The survivor explained, “With cancer, the two meanings become inextricably entwined—the marks of your disease become a stain—not on your reputation, but on your connections with those around you.” 

As a result, brreast cancer survivors continue to teach those around them of the resilience and empowerment inherent in overcoming the stigma associated with the disease. 

I was a young woman when something about Mary—her vibrancy, her openness, her quest to survive, all of it combined—taught me how to come face to face with “the terror of a breast cancer diagnosis” and maintain the hope, optimism, and courage necessary to not only survive but to live your best life. That was almost forty years ago. 

The sacredness of Mary’s friendship and the insights she shared in relation to her battle with breast cancer prepared me well to serve those in my life touched by breast cancer in recent years. 

I thought of Mary when my partner received an ominous call from her physician the evening before Thanksgiving seven years ago—Mary had prepared me to support her through the mastectomy and treatment that followed. 

   I thought of Mary four years ago as my sisters and I sat in the waiting room during my mother’s breast cancer surgery and were forced to finally face her mortality. 
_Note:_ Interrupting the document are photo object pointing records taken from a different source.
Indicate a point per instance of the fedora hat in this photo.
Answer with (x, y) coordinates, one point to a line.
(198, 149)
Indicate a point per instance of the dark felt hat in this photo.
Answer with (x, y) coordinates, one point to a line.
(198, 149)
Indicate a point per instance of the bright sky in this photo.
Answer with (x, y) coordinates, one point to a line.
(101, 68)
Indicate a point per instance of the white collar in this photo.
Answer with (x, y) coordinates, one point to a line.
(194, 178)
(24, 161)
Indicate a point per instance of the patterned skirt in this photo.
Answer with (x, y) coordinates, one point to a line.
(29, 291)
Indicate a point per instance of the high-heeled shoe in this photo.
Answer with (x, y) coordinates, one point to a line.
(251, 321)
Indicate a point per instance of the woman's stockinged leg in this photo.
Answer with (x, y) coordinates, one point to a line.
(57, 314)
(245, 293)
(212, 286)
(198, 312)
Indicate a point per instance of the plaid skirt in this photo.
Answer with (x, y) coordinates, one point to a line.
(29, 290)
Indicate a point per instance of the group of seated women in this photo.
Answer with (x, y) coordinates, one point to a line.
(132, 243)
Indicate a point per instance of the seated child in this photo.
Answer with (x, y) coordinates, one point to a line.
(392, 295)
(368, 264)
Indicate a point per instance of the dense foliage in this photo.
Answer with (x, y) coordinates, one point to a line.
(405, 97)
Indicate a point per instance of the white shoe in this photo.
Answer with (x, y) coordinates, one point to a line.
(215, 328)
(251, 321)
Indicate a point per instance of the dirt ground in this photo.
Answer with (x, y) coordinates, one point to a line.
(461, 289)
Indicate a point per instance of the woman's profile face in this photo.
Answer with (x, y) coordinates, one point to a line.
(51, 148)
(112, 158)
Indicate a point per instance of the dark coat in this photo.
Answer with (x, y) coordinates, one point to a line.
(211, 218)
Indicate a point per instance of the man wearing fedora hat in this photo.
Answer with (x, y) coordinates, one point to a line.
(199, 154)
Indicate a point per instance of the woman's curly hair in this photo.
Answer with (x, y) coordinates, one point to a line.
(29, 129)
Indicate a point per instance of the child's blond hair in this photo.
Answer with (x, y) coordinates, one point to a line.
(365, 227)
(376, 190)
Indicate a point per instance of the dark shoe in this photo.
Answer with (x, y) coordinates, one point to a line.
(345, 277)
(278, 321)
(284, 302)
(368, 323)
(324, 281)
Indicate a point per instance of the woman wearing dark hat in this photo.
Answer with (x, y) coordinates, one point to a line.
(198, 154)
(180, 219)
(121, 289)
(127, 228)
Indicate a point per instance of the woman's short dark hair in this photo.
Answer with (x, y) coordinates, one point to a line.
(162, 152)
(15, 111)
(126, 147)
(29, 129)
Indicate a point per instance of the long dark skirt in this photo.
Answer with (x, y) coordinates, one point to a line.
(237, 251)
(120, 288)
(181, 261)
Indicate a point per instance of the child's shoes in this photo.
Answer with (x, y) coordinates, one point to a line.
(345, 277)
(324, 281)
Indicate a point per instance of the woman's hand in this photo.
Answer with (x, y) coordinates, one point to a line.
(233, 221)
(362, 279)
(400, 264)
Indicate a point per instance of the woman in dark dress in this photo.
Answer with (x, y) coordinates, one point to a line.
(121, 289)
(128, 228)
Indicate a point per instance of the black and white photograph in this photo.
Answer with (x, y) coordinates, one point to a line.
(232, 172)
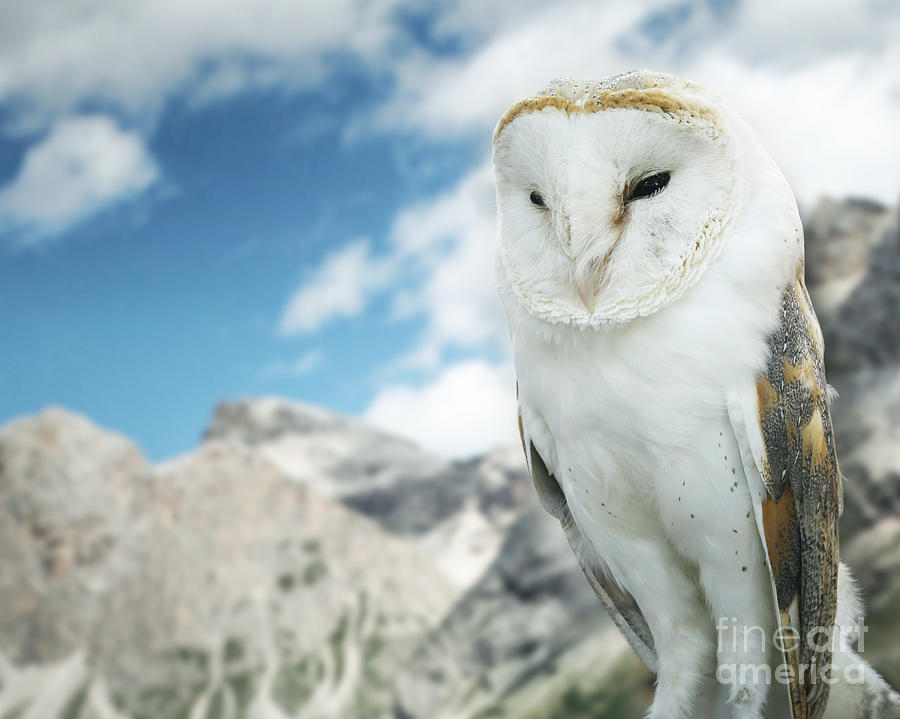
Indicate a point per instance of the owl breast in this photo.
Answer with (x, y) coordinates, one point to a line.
(633, 423)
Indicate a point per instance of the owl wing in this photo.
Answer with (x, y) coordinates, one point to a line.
(783, 425)
(620, 605)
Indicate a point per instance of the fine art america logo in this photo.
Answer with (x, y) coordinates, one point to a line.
(738, 640)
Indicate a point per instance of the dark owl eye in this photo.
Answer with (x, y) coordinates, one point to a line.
(649, 186)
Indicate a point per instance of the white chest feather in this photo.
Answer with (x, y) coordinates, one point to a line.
(633, 423)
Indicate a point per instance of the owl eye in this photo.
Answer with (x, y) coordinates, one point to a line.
(649, 186)
(537, 199)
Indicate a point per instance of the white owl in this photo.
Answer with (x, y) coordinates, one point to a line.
(672, 397)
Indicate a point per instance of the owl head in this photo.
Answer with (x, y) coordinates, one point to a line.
(614, 197)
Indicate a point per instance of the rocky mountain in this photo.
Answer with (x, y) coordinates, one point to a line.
(303, 564)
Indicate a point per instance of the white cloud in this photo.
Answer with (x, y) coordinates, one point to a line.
(83, 165)
(819, 84)
(340, 287)
(452, 240)
(303, 365)
(440, 97)
(134, 55)
(468, 409)
(438, 266)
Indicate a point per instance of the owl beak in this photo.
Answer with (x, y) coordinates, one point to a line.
(587, 279)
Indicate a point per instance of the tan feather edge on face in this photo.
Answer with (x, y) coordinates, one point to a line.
(640, 90)
(674, 98)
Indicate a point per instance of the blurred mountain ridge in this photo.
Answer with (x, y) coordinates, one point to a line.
(302, 564)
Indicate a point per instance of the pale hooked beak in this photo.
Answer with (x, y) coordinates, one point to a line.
(587, 278)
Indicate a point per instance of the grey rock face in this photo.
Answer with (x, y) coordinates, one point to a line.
(213, 585)
(70, 531)
(302, 564)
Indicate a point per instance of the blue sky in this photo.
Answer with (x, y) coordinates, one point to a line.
(203, 201)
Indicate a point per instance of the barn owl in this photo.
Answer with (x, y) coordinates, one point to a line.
(672, 399)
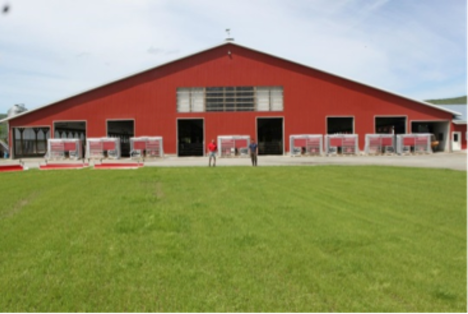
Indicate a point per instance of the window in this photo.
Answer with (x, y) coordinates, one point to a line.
(230, 99)
(223, 99)
(190, 99)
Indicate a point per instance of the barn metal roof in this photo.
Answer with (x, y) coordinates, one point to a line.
(463, 109)
(455, 113)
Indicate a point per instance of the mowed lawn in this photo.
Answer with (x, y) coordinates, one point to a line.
(234, 239)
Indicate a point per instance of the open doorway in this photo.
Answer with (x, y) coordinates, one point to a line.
(190, 137)
(30, 142)
(123, 129)
(340, 125)
(270, 136)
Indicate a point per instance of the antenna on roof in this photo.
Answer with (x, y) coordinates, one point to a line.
(229, 38)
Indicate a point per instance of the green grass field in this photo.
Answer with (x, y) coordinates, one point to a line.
(234, 239)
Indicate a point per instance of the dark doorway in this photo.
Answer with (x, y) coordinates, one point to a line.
(30, 142)
(70, 129)
(190, 138)
(270, 136)
(390, 125)
(340, 125)
(123, 129)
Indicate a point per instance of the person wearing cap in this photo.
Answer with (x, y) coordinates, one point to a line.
(253, 147)
(212, 149)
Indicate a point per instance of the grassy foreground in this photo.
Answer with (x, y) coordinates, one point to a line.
(296, 239)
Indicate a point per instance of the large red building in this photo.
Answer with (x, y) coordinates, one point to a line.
(227, 90)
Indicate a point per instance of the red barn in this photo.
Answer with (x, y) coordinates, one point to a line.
(227, 90)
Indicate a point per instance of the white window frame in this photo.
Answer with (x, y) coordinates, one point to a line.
(275, 104)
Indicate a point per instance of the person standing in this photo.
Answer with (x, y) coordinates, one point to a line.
(253, 147)
(212, 149)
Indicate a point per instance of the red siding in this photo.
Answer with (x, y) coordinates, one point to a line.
(464, 133)
(310, 96)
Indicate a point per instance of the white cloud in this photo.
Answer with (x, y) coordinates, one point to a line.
(51, 49)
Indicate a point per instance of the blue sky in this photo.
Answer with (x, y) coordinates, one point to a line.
(52, 49)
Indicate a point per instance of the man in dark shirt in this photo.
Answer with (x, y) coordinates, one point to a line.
(212, 149)
(253, 147)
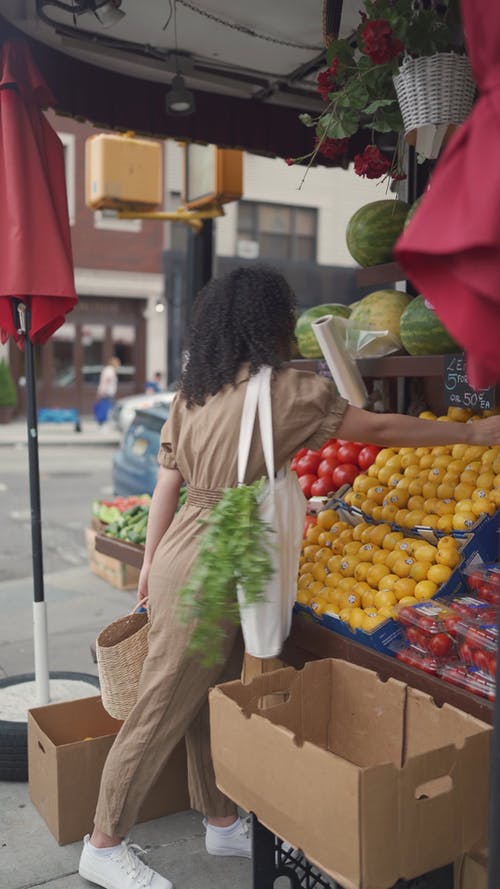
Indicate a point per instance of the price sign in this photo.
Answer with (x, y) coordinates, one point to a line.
(457, 390)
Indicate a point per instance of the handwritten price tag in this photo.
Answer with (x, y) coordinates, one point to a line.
(457, 390)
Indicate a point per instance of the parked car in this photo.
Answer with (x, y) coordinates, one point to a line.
(135, 466)
(124, 410)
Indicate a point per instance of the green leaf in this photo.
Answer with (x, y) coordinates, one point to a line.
(376, 104)
(234, 550)
(307, 120)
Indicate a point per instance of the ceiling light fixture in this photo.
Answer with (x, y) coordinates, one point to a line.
(179, 100)
(107, 12)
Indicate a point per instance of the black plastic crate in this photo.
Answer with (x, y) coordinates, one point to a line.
(273, 858)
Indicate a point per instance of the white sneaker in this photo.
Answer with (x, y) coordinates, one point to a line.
(122, 870)
(238, 843)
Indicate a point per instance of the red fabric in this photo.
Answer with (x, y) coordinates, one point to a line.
(35, 247)
(451, 248)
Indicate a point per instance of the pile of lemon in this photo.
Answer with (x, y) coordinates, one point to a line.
(363, 573)
(446, 488)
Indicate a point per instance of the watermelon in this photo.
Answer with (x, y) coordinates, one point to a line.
(374, 229)
(380, 310)
(306, 339)
(421, 330)
(411, 212)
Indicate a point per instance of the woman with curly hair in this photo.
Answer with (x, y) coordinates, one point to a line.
(241, 322)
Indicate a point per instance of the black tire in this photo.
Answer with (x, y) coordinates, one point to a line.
(14, 735)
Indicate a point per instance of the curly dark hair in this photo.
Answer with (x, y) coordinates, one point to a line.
(247, 315)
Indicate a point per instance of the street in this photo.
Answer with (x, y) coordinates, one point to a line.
(70, 478)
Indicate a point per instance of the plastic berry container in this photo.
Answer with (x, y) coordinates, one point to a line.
(484, 582)
(419, 659)
(430, 626)
(470, 678)
(477, 645)
(473, 608)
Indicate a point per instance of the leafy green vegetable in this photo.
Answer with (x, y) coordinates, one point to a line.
(233, 551)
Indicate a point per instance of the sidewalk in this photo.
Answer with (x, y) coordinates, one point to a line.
(79, 605)
(16, 433)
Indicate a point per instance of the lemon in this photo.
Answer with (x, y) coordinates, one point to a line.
(383, 456)
(439, 573)
(375, 574)
(425, 589)
(371, 622)
(445, 523)
(405, 586)
(356, 618)
(368, 598)
(464, 521)
(483, 507)
(419, 570)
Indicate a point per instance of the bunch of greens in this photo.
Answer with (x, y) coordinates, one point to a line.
(232, 553)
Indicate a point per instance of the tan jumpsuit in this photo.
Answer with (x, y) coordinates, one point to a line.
(202, 443)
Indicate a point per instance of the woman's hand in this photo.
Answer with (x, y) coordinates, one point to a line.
(485, 432)
(142, 588)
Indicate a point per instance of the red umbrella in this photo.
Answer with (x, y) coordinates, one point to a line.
(35, 247)
(451, 249)
(36, 269)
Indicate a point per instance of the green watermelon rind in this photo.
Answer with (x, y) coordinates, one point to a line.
(372, 311)
(306, 339)
(374, 229)
(422, 333)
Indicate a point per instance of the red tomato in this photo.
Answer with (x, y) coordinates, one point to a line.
(321, 487)
(325, 469)
(367, 456)
(329, 452)
(344, 474)
(296, 458)
(305, 482)
(349, 453)
(466, 653)
(481, 660)
(440, 645)
(308, 463)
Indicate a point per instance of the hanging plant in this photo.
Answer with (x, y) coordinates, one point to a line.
(358, 86)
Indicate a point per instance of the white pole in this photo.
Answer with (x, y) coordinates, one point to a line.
(41, 639)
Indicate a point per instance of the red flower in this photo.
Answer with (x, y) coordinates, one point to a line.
(326, 80)
(371, 164)
(378, 43)
(332, 148)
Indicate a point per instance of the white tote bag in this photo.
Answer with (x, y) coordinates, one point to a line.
(266, 624)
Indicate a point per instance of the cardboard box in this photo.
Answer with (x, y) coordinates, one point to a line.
(471, 871)
(67, 746)
(118, 574)
(370, 779)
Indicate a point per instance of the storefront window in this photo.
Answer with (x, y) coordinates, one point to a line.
(123, 337)
(93, 338)
(63, 343)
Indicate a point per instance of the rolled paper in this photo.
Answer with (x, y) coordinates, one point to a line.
(328, 330)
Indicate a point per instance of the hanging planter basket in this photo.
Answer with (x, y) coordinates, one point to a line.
(435, 93)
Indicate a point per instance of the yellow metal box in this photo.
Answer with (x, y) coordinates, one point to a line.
(123, 172)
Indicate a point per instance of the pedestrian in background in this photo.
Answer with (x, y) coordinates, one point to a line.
(106, 390)
(153, 385)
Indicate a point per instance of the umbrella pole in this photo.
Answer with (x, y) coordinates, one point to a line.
(40, 628)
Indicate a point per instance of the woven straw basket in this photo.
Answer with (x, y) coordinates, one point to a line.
(436, 89)
(121, 649)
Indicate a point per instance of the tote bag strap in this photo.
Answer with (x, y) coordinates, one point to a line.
(257, 396)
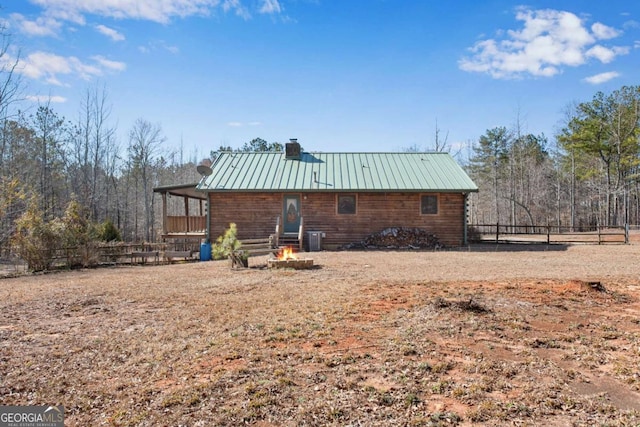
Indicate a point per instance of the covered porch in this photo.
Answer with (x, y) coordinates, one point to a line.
(184, 213)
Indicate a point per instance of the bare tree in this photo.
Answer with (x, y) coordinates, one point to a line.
(95, 150)
(145, 140)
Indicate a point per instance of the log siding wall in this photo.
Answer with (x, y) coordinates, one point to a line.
(255, 215)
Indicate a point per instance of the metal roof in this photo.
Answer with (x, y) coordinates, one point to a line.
(188, 190)
(271, 172)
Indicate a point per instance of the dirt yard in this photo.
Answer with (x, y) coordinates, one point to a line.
(537, 336)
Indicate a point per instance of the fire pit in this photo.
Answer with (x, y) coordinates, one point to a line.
(286, 258)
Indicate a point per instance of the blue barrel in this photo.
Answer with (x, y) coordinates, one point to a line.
(205, 251)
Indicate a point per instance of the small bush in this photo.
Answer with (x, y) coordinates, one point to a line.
(107, 232)
(226, 243)
(35, 239)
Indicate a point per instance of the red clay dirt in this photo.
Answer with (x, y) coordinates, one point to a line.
(486, 336)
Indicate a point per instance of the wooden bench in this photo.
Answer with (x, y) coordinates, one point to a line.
(252, 247)
(171, 255)
(143, 256)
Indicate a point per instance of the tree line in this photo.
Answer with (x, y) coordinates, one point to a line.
(587, 176)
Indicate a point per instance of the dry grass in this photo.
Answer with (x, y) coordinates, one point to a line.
(368, 338)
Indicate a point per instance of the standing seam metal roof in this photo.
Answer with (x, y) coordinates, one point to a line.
(271, 172)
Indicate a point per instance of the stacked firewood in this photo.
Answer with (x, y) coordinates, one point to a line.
(398, 238)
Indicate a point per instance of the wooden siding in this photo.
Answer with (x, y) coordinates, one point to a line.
(255, 215)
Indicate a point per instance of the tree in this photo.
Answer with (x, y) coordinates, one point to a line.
(490, 156)
(260, 145)
(50, 132)
(95, 154)
(145, 140)
(602, 141)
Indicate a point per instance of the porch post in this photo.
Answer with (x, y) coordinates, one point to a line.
(164, 214)
(186, 211)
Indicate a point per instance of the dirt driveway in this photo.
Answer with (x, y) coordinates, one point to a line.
(534, 335)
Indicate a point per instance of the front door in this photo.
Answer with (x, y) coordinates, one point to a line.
(291, 214)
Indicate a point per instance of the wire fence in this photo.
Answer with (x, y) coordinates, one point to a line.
(549, 234)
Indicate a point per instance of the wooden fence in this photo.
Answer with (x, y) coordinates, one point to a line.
(549, 234)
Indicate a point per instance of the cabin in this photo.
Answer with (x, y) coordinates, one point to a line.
(333, 198)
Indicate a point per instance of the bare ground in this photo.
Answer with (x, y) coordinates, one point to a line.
(480, 337)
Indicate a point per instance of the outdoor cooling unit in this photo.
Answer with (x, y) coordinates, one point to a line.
(314, 241)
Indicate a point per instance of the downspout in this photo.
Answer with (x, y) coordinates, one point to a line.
(464, 220)
(208, 234)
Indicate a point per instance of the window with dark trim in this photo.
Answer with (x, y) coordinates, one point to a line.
(346, 204)
(429, 205)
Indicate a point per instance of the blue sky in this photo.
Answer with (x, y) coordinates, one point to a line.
(374, 75)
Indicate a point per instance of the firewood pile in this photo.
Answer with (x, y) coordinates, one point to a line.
(398, 238)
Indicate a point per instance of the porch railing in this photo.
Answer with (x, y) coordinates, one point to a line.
(186, 224)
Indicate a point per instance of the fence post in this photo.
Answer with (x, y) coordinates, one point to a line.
(626, 233)
(548, 233)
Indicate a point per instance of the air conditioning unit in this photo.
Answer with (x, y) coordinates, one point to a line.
(292, 150)
(314, 241)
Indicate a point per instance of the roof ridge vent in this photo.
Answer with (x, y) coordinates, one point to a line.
(292, 150)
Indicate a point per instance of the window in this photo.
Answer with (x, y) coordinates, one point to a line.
(429, 205)
(347, 204)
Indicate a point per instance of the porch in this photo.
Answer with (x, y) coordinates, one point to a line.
(184, 213)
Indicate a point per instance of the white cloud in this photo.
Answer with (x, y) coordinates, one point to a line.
(604, 32)
(604, 54)
(111, 65)
(548, 41)
(50, 68)
(270, 6)
(41, 99)
(161, 11)
(601, 78)
(110, 32)
(42, 26)
(159, 45)
(242, 124)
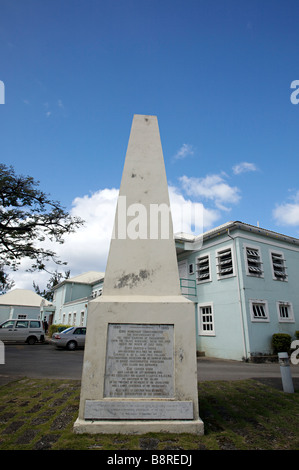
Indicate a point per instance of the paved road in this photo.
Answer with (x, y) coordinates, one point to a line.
(44, 360)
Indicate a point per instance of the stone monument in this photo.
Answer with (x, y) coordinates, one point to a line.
(139, 371)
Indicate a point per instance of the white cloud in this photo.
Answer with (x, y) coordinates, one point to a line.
(288, 213)
(244, 167)
(179, 203)
(184, 151)
(87, 249)
(212, 187)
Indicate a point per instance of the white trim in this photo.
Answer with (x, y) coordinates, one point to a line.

I thought of Mary again in January. I believe she walked with me through my fears as I journeyed with my only daughter through her own battle with breast cancer. 

They say people come into our lives for a reason. Over the years whenever I think of Mary, I don’t see the frail, pale woman with the ill-fitting wig I welcomed to the office on her first day. Instead, I remember the warrior woman who taught me about breast cancer and what it means to live with courage and purpose despite our challenges and fears. 

There was something about Mary that made me more—more aware of those around me, more compassionate, a better citizen of the world.  

For me it is profound how the courage of one woman’s journey with breast cancer almost forty years ago helped prepare me for an unexpected future of helping my own loved ones as they traveled similar roads.   

I’m sharing this story in honor of the hundreds of thousands of Marys—including those in my own life, who teach us how to live with courage each, and every day. 

This is their story. I’m keeping it real.